StringField get wrong encoding #120

localshred · 2013-09-17T04:42:54Z

I've got a StringField whose value contains unicode characters.

It seems that when the message is serialized to binary bytes and then deserialized to message, the unicode characters in the StringField is replaced with empty char "".

I found that in Protobuf::Field::StringFiled.encode(value) function, value's encoding is "ASCII-8BIT", but it should be UTF-8 actually. After calling value.encode!, because char in UTF-8 is not valid in ASCII-8BIT, these chars are replaced with char "".

I didn't find out when and where the value encoding is changed from UTF-8 to ASCII-8BIT.

I plan to comment out the encode! line to get rid of this temporarily.

Hope this will be resolved.

thanks!

localshred · 2013-09-16T15:55:17Z

@foxban I'll check this out. Could you please provide a failing gist example? Also which ruby version you are running is important as JRuby and MRI behave differently.

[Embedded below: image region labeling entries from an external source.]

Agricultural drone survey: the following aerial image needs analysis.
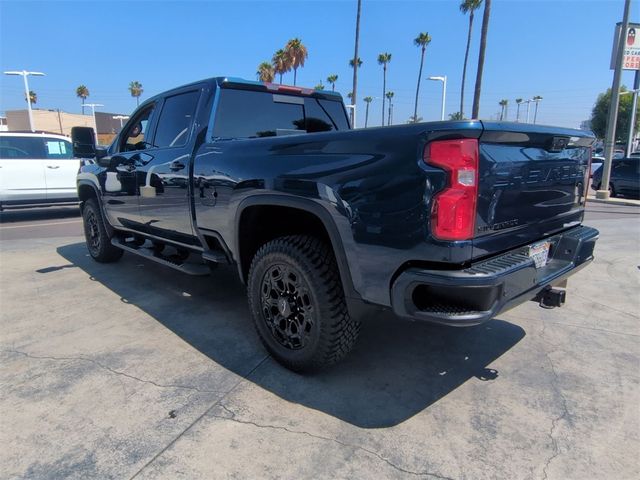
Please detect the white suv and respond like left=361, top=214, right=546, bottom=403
left=0, top=132, right=80, bottom=211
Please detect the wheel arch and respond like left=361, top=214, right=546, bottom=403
left=234, top=194, right=360, bottom=299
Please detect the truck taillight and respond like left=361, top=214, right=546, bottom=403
left=424, top=138, right=478, bottom=240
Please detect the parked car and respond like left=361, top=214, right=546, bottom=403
left=591, top=157, right=640, bottom=198
left=0, top=132, right=80, bottom=210
left=72, top=77, right=598, bottom=371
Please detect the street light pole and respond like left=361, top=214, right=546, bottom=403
left=626, top=70, right=640, bottom=157
left=428, top=75, right=447, bottom=120
left=4, top=70, right=45, bottom=132
left=84, top=103, right=104, bottom=145
left=596, top=0, right=631, bottom=200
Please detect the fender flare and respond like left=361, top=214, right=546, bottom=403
left=233, top=193, right=362, bottom=300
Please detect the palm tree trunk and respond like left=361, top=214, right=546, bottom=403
left=382, top=64, right=387, bottom=127
left=413, top=45, right=427, bottom=123
left=460, top=10, right=473, bottom=118
left=472, top=0, right=491, bottom=118
left=351, top=0, right=362, bottom=128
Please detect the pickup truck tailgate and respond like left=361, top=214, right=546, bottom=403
left=472, top=122, right=593, bottom=259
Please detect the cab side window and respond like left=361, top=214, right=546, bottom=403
left=120, top=105, right=154, bottom=152
left=154, top=91, right=200, bottom=148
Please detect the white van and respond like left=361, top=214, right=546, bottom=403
left=0, top=132, right=80, bottom=211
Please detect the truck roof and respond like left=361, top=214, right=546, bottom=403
left=138, top=77, right=342, bottom=108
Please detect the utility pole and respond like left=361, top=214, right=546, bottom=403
left=596, top=0, right=631, bottom=200
left=351, top=0, right=362, bottom=128
left=626, top=70, right=640, bottom=157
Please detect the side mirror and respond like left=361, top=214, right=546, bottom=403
left=71, top=127, right=96, bottom=158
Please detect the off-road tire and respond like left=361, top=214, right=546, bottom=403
left=247, top=235, right=360, bottom=372
left=82, top=198, right=124, bottom=263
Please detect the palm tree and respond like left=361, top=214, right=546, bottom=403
left=129, top=80, right=144, bottom=106
left=328, top=73, right=338, bottom=92
left=76, top=85, right=89, bottom=115
left=24, top=90, right=38, bottom=105
left=460, top=0, right=482, bottom=118
left=413, top=32, right=431, bottom=124
left=256, top=62, right=276, bottom=83
left=271, top=48, right=291, bottom=84
left=351, top=0, right=362, bottom=128
left=516, top=98, right=522, bottom=122
left=349, top=58, right=362, bottom=68
left=378, top=53, right=391, bottom=127
left=284, top=38, right=309, bottom=85
left=531, top=95, right=542, bottom=124
left=498, top=98, right=509, bottom=121
left=471, top=0, right=491, bottom=118
left=363, top=97, right=373, bottom=128
left=385, top=91, right=394, bottom=125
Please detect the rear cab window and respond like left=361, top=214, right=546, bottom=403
left=213, top=88, right=349, bottom=139
left=0, top=136, right=73, bottom=160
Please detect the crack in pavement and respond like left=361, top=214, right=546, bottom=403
left=0, top=350, right=222, bottom=393
left=210, top=403, right=454, bottom=480
left=542, top=328, right=570, bottom=480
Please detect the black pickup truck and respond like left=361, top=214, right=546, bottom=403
left=72, top=77, right=598, bottom=371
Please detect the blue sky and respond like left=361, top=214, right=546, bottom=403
left=0, top=0, right=640, bottom=127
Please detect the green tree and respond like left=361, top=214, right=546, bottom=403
left=460, top=0, right=482, bottom=118
left=129, top=80, right=144, bottom=106
left=271, top=48, right=291, bottom=85
left=471, top=0, right=491, bottom=118
left=328, top=73, right=338, bottom=92
left=284, top=38, right=309, bottom=85
left=516, top=98, right=522, bottom=122
left=363, top=97, right=373, bottom=128
left=498, top=98, right=509, bottom=121
left=76, top=85, right=89, bottom=115
left=378, top=53, right=391, bottom=127
left=24, top=90, right=38, bottom=105
left=385, top=91, right=395, bottom=125
left=349, top=58, right=362, bottom=68
left=413, top=32, right=431, bottom=124
left=256, top=62, right=276, bottom=83
left=591, top=86, right=640, bottom=142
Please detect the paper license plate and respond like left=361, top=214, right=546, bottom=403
left=529, top=242, right=550, bottom=268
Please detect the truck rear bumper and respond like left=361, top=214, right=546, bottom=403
left=391, top=226, right=599, bottom=326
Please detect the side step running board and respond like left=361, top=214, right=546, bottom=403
left=111, top=238, right=211, bottom=275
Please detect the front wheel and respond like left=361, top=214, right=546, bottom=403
left=247, top=235, right=360, bottom=371
left=82, top=198, right=124, bottom=263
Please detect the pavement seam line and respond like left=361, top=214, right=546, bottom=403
left=211, top=403, right=454, bottom=480
left=541, top=322, right=570, bottom=480
left=129, top=355, right=269, bottom=480
left=2, top=350, right=220, bottom=393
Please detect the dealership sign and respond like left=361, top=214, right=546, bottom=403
left=611, top=23, right=640, bottom=70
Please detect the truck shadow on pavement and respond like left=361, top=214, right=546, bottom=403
left=56, top=243, right=525, bottom=428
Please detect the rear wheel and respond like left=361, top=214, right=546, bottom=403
left=82, top=198, right=124, bottom=263
left=248, top=235, right=360, bottom=371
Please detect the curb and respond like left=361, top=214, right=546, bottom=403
left=587, top=197, right=640, bottom=207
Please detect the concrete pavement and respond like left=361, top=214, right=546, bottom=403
left=0, top=205, right=640, bottom=479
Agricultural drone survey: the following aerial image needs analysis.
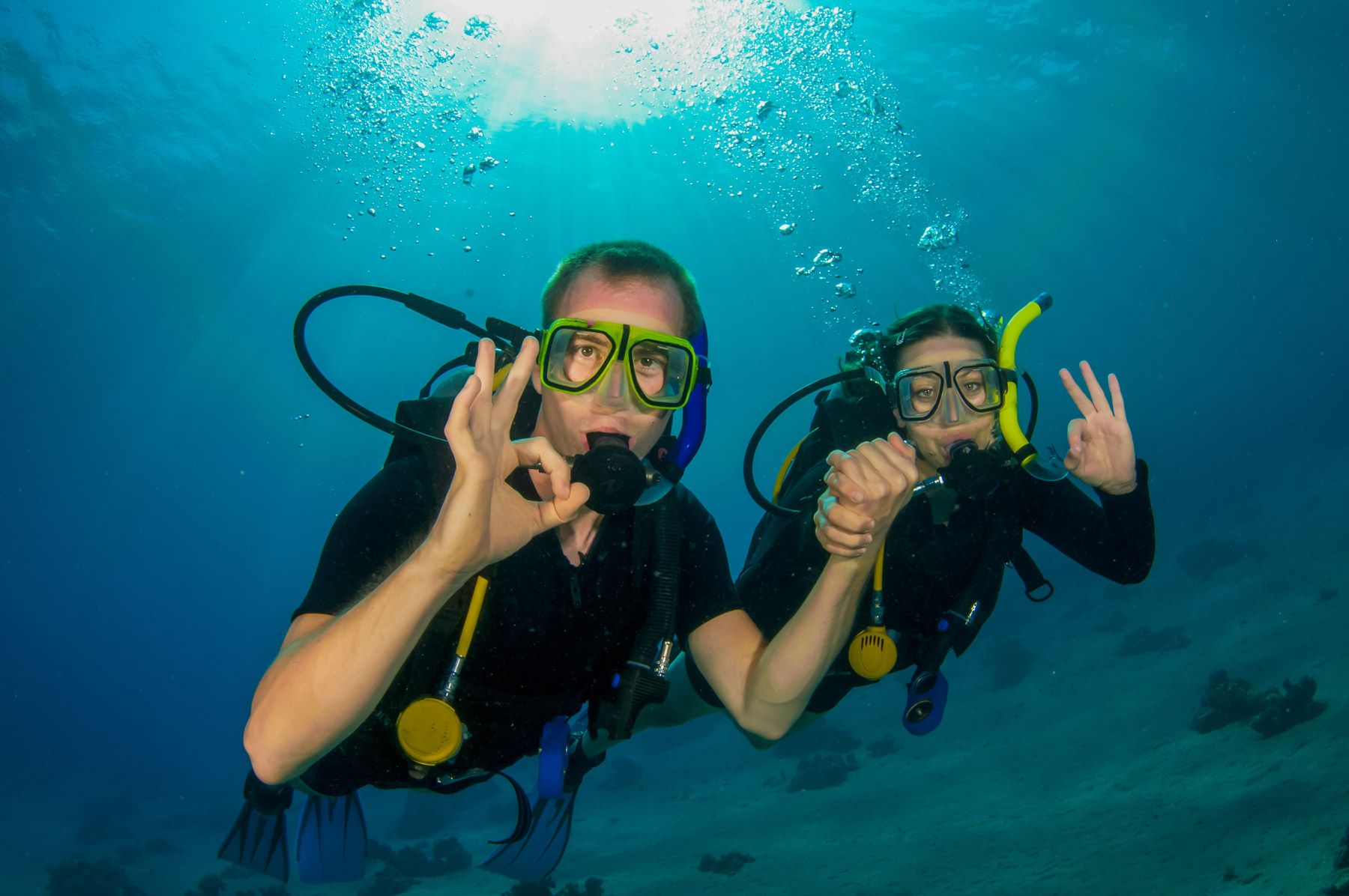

localshred · 2013-09-16T16:33:48Z

@foxban here is my rudimentary test to verify this issue. I've run the test on ruby 2.0.0-p195 and jruby-1.7.4 and cannot reproduce your issue.

  context 'when decoding an encoded string with unicode characters' do
    it 'decodes to the same string' do
      source_string = "¢"
      encoded = ::Test::Resource.encode(:name => source_string)
      decoded = ::Test::Resource.decode(encoded)
      decoded.name.should eq source_string
    end
  end

Can you provide a failing example?

foxban · 2013-09-17T01:41:49Z

@localshred , I figured it out finally.

Calling top level message's to_s method twice is the key point to reproduce it.

In my production environment, message is written into log with logger.error() method, and then sent to the client, so to_s is called twice implicitly.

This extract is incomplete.